Colbert has also recently used his blog, called A Preacher’s Position, to decry the state’s lottery as a program that preys on the poor. He didn’t respond to a request to be interviewed.
In a day where fewer people identify as Christian, according to research from the Pew Research Center, Scarborough said church attendance remains high in Stephens County, and its churches remain influential.
Still, Griffin said he worries that if a question about gambling makes it onto a ballot, the faith community across the state will struggle to be heard over the powerful pro-casino forces.
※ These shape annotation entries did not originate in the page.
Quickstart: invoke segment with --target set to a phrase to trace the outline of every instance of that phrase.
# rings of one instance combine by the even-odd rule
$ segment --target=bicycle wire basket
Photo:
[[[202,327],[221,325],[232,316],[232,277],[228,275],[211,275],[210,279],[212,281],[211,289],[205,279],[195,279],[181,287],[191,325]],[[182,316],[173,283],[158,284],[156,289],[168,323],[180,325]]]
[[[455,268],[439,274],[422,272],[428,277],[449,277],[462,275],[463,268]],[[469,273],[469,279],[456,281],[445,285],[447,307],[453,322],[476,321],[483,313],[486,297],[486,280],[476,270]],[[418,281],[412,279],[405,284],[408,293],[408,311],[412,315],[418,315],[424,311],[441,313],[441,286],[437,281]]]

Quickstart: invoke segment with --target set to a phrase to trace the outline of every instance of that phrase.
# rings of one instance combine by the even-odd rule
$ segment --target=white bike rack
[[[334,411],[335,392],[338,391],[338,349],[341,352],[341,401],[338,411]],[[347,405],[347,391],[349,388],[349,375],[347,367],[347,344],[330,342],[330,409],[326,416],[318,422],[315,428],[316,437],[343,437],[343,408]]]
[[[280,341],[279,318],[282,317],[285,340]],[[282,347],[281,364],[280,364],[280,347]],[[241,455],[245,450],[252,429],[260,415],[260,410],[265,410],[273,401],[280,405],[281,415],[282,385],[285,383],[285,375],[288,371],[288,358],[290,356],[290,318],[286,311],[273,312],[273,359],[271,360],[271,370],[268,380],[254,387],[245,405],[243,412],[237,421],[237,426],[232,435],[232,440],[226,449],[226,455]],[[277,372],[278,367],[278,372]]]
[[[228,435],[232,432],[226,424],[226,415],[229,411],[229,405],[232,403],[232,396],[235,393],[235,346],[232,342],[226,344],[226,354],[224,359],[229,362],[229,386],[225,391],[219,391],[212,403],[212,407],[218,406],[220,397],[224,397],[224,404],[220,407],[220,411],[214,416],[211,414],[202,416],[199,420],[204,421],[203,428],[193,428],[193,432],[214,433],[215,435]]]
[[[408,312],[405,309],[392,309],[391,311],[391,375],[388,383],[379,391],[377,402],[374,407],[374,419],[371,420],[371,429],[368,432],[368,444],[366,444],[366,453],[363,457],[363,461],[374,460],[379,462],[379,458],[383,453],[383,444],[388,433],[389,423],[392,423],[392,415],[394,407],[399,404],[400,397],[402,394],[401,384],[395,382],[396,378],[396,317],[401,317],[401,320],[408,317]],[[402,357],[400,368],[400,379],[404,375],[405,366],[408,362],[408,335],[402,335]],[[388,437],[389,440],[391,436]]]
He said he was encouraged by Ralston’s decision to postpone the vote, and he hopes the prospect of casinos – and horse racing, for that matter – won’t survive the legislative process.
“There’s no way the smaller denominations or faith-based organizations are going to be able to compete with the money that they’re going to be able to pour in, to be able to try to convince people that, as I call it, because it glitters it has to be gold,” he said.